Le festival de Cannes est l’occasion de croiser ici ou là le mot « scenarii », utilisé comme pluriel de « scénario ». A la fois fautif et prétentieux, ce vocable mérite qu’on lui règle son sort.
Reconnaissons que les cinéphiles ne sont pas les seuls coupables de cette pratique. D’autres secteurs sont aussi touchés et on ne compte plus les publications présentant par exemple différents « scenarii » économiques ou politiques. Jusqu’à l’Académie de Paris, qui devrait pourtant avoir pour ambition d’enseigner le Français à nos enfants.

Cela a sans doute un rapport avec le fait d’apprendre à lire et à écrire.
Mais pour l’Académie de Paris cela n’inclut visiblement pas le respect de l’orthographe « Académique ».
Pourquoi donc prendre la peine de dire « scenarii » au lieu du simple « scénarios » ?
A l’évidence il s’agit pour ces dandys de faire état de leur culture et de leur maîtrise des langues. Ils veulent montrer qu’ils connaissent l’origine italienne de ce mot et qu’ils savent aussi quelle est la marque du pluriel en Italien. Trop forts.
Or ce faisant ils méconnaissent un des usages essentiels de la langue française, rappelé par l’Académie Française sur son site (que je vous recommande), et qui veut que « les noms ou adjectifs empruntés à une langue étrangère ont un singulier et un pluriel réguliers». On dit donc « un scénario, des scénarios », comme on dit « un crétin, des crétins ».
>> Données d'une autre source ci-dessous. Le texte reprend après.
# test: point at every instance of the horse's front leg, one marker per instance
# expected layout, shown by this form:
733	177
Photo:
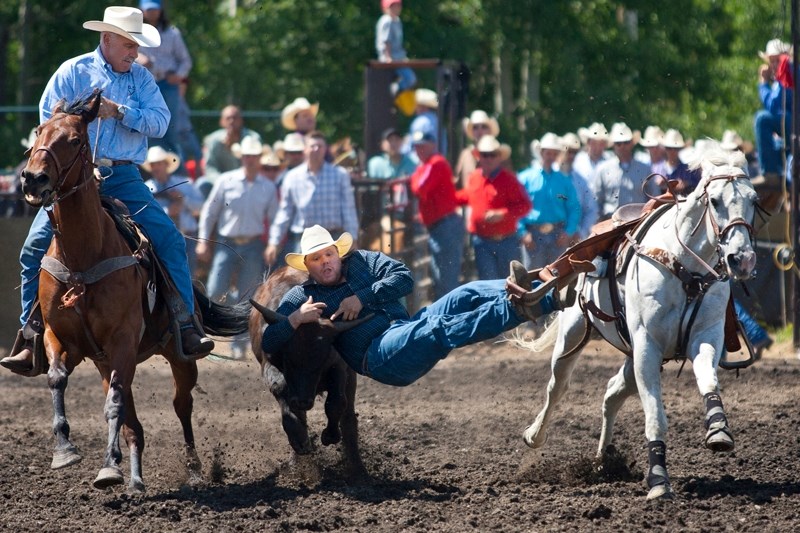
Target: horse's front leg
620	387
571	326
65	453
110	474
647	369
719	437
D’ailleurs nos adeptes des « scenarii » n’utilisent ce pluriel original que pour le mot scénario mais ils s’abstiennent de le faire pour un nombre considérable de mots dont l’origine étrangère est pourtant tout aussi avérée.
Ils n’auront ainsi aucun problème à manger des kebabs tout en évoquant les méfaits des talibans, le mode de vie des touaregs ou les splendeurs des kakémonos. Ils devinent sans doute l’origine étrangère de ces mots, mais leur ignorance de la marque du pluriel en Turc en Arabe ou en Japonais limite leurs prouesses linguistiques au pauvre « scenarii ».
Ajoutons que ces prétentieux ignorent le caractère italien de mots que le Français a pourtant adoptés plus récemment que scénario. Ainsi par exemple de « dilettante », que nos amis n’envisageraient pas de mettre au pluriel sous la forme « dilettanti ».
Autrement dit en prétendant se montrer plus malins que les autres avec leurs « scenarii » ils tombent dans l’erreur et le barbarisme tout en exprimant leur ignorance. Reconnaissons-leur au moins le mérite de proposer ainsi une illustration parfaite du mot « cuistre ».
Excellent article, très bien écrit, et qui remet certaines choses à leur place ! Dommage que, pour d’autres raisons, ce soit l’Express qui le publie…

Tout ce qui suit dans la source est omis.